Under IFRS 16, lessor accounting remains largely unchanged from IAS 17:

  • Classify leases as operating or finance leases

  • Finance lease: Derecognize asset, recognize net investment in lease

  • Operating lease: Continue to recognize asset and record lease income


US GAAP (ASC 842) also retains classification of leases by lessors as:

  1. Sales-type lease

  2. Direct financing lease

  3. Operating lease


However, the classification criteria under US GAAP are more detailed, involving:

  • Transfer of ownership

  • Bargain purchase options

  • Lease term relative to asset life

  • Present value of payments

  • Specialized nature of the asset


Disclosure requirements enhance transparency around lease obligations and assumptions.
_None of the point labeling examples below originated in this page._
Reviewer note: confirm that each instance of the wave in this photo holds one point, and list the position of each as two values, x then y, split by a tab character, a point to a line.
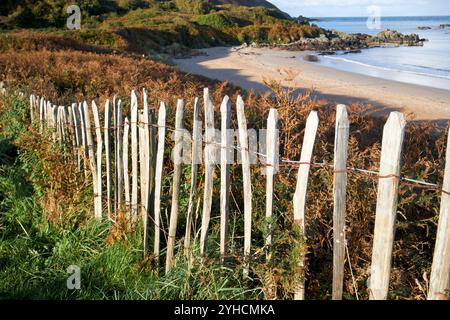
390	69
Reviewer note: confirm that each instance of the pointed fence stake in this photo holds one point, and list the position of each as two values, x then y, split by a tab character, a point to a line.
226	158
300	192
244	145
339	195
440	270
210	150
177	159
386	210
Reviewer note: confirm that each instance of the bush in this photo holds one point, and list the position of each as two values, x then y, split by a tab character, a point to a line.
218	21
193	6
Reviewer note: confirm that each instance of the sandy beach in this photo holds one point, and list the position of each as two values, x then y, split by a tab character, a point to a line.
250	67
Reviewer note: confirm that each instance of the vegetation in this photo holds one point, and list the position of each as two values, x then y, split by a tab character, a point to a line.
46	213
46	216
155	27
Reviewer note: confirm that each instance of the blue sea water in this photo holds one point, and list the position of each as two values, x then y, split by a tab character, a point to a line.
428	65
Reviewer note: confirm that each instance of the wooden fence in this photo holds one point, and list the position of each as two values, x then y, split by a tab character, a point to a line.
135	143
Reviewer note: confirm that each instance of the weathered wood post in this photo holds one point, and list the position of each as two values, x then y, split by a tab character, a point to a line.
158	176
300	192
339	195
440	270
98	133
386	210
226	158
209	170
92	161
177	159
247	186
195	161
272	145
119	155
83	139
107	135
126	172
134	157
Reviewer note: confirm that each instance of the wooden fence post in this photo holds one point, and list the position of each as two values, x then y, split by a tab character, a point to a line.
77	133
209	170
92	162
149	176
142	168
440	270
386	210
119	155
339	195
32	115
107	135
126	173
300	192
98	134
158	176
243	142
83	138
272	153
226	154
134	157
177	159
41	115
195	161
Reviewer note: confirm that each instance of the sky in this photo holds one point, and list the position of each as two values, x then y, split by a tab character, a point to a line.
358	8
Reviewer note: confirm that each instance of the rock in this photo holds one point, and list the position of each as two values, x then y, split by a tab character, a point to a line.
311	58
327	53
394	37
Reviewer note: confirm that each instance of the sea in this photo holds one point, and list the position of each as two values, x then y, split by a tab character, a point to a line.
428	65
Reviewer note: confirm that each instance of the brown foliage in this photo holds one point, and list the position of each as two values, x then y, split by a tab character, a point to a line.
63	76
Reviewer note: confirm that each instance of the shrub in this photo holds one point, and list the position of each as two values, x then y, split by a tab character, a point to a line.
193	6
218	21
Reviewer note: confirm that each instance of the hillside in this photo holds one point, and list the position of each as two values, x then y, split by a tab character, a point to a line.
156	27
249	3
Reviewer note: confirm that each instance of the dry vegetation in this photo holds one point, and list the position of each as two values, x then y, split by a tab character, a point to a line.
66	76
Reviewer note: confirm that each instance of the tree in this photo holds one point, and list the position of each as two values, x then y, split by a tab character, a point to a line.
193	6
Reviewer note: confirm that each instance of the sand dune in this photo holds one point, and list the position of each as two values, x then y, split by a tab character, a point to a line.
249	67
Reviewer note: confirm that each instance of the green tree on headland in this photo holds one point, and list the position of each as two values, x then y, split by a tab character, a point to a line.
193	6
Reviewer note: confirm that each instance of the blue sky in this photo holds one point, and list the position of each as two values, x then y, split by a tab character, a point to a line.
353	8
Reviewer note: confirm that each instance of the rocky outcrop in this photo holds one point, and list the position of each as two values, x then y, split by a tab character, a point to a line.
333	41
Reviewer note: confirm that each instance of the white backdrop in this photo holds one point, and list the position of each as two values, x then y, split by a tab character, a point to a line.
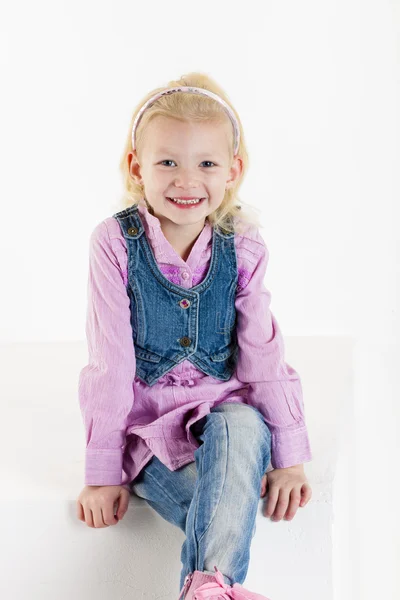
316	84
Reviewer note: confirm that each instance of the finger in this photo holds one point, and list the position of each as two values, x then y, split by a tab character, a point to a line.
306	493
295	497
79	511
107	515
282	504
98	517
263	486
123	503
88	516
273	494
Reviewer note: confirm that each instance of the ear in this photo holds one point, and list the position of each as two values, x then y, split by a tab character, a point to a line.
134	167
235	171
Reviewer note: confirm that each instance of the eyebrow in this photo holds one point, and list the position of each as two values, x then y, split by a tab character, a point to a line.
170	151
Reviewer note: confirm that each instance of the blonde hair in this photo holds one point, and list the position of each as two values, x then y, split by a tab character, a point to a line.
195	108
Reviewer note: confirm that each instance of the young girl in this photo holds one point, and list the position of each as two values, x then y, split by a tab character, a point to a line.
187	397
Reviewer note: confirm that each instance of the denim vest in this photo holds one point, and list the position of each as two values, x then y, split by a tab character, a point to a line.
170	323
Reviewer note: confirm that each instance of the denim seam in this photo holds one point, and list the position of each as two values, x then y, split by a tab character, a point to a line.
217	504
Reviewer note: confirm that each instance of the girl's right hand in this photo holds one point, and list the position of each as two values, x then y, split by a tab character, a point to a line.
95	505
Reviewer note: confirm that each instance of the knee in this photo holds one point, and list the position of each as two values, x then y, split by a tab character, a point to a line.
247	419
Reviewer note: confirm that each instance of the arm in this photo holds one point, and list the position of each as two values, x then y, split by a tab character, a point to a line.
106	383
274	386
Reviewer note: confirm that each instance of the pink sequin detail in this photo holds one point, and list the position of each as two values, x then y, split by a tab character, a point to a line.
244	277
172	273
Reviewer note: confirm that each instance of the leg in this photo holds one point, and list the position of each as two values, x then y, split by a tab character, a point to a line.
234	454
168	492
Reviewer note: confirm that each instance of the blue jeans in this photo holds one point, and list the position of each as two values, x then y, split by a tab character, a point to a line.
214	500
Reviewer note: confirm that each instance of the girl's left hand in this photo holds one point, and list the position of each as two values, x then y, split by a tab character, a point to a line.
287	490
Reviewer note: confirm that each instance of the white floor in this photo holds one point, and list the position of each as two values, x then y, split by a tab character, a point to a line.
46	553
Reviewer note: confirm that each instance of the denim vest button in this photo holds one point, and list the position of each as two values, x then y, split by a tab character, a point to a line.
184	303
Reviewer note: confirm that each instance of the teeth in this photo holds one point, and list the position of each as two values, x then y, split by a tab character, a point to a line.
178	201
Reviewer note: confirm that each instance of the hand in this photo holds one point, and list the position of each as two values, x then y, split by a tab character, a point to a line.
95	505
287	490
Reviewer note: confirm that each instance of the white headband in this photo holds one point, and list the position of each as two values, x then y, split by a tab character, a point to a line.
193	90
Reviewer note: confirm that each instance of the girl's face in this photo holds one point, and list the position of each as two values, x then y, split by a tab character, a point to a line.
180	159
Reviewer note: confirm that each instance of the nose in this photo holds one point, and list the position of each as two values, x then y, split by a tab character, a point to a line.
186	179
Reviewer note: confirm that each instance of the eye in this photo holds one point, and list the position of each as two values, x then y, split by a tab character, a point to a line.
204	161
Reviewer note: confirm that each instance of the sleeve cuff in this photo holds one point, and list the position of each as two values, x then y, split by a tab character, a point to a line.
289	448
103	466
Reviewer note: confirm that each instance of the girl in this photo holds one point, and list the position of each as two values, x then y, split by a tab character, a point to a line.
187	398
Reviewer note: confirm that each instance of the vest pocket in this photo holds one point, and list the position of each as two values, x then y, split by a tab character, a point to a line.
146	355
219	356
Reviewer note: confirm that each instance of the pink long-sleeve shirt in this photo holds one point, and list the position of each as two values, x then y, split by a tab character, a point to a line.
126	421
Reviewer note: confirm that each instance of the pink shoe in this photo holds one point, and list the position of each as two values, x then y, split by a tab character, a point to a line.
197	587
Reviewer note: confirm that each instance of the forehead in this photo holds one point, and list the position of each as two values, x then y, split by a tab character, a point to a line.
166	134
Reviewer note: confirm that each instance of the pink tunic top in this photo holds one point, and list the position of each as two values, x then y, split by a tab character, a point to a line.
126	421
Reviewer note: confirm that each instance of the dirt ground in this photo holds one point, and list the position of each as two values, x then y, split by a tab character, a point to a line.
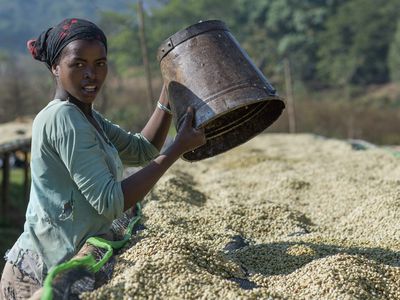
280	217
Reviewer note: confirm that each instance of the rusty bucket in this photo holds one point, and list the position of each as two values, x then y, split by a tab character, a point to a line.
203	66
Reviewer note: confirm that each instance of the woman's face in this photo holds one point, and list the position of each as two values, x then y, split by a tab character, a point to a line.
82	69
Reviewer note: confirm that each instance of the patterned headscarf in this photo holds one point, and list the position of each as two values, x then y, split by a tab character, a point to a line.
48	46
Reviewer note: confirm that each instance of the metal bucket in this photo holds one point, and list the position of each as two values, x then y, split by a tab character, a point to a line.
203	66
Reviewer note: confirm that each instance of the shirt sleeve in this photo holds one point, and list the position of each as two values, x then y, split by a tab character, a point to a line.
133	149
78	148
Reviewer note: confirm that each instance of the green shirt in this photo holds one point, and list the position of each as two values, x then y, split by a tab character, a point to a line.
76	180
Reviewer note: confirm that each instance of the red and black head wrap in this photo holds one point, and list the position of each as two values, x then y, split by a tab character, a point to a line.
48	46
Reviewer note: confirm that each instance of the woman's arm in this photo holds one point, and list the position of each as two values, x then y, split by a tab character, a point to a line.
136	186
157	127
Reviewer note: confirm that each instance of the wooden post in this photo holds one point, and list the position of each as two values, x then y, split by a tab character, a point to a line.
145	56
26	176
5	184
289	96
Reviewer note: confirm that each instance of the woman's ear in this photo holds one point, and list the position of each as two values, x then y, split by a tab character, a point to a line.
55	69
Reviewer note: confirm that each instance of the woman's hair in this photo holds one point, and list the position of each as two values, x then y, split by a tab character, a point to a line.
48	46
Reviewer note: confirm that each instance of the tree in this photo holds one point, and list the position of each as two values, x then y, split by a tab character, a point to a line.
394	56
354	47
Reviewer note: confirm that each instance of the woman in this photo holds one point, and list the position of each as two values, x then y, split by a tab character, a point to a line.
77	188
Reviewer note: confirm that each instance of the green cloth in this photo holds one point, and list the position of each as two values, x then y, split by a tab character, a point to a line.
76	180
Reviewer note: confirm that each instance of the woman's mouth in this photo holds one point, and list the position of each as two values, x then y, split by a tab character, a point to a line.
89	89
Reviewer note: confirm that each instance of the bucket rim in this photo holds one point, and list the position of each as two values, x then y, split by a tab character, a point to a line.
187	33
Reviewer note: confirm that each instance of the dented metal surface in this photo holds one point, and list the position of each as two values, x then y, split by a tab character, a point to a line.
203	66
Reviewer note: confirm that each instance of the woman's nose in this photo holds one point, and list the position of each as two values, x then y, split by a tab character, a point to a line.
89	73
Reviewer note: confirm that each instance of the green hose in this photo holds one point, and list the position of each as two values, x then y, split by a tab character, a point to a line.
89	261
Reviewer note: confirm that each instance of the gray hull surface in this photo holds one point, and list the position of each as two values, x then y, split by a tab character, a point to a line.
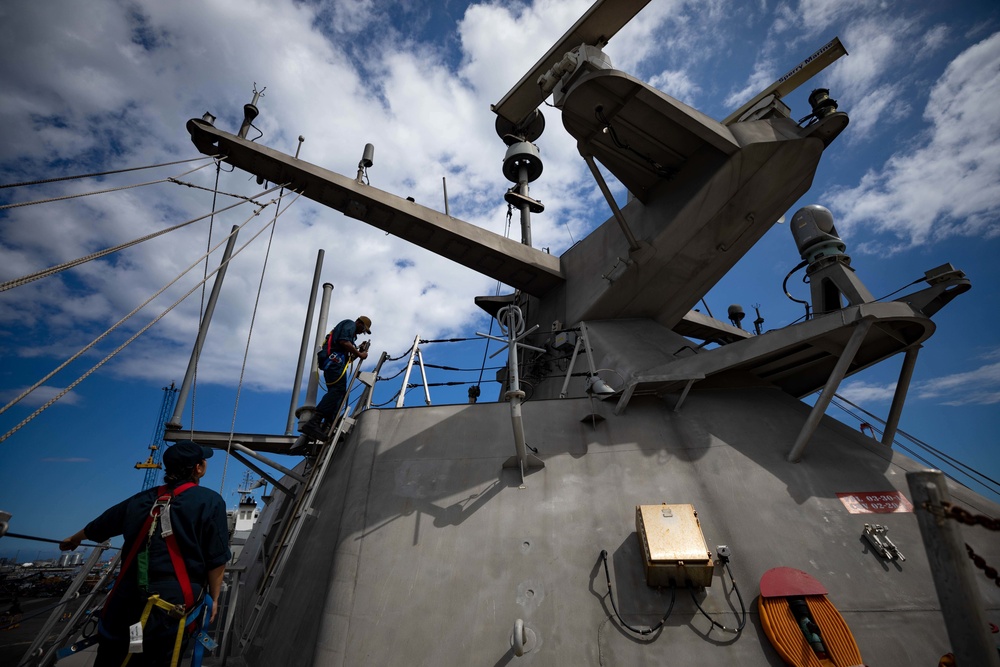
424	551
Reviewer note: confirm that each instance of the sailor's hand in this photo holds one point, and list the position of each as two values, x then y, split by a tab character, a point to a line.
71	543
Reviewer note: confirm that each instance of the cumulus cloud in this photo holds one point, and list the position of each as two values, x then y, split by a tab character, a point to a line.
977	387
960	156
40	396
865	393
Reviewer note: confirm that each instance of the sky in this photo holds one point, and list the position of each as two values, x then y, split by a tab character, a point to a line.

Both IFRS 16 and ASC 842 require extensive disclosures, including:

  • Breakdown of lease expenses

  • Maturity analysis of lease liabilities

  • Discount rates and assumptions

  • Changes in ROU assets and liabilities

  • Cash flow impacts (operating vs. financing)


IFRS 16 focuses on aggregated lease expense, maturity profile, and key judgments made (e.g., term extension assumptions).


US GAAP provides detailed requirements for tabular reconciliation and income statement impacts by lease type.


Key differences between IFRS and US GAAP for lease accounting.

Aspect

IFRS 16

US GAAP (ASC 842)

Lessee model

Single model (finance lease approach)

Dual model: operating vs. finance

Income statement impact

Depreciation + interest (front-loaded)

Straight-line for operating leases

EBITDA impact

Higher EBITDA (no lease expense)

Lower EBITDA for operating leases

Low-value lease exemption

Allowed

Not allowed

Lessor classification

Operating vs. finance

Operating, direct financing, sales-type

Disclosure emphasis

Aggregate totals + key judgments

Lease type reconciliation + maturity analysis


The lease accounting models under IFRS and US GAAP are converged in scope but diverged in presentation, particularly in lessee accounting. These differences impact profitability metrics, financial ratios, and comparability, making it essential for multinational companies, analysts, and auditors to adjust interpretations accordingly when evaluating financial reports prepared under different frameworks.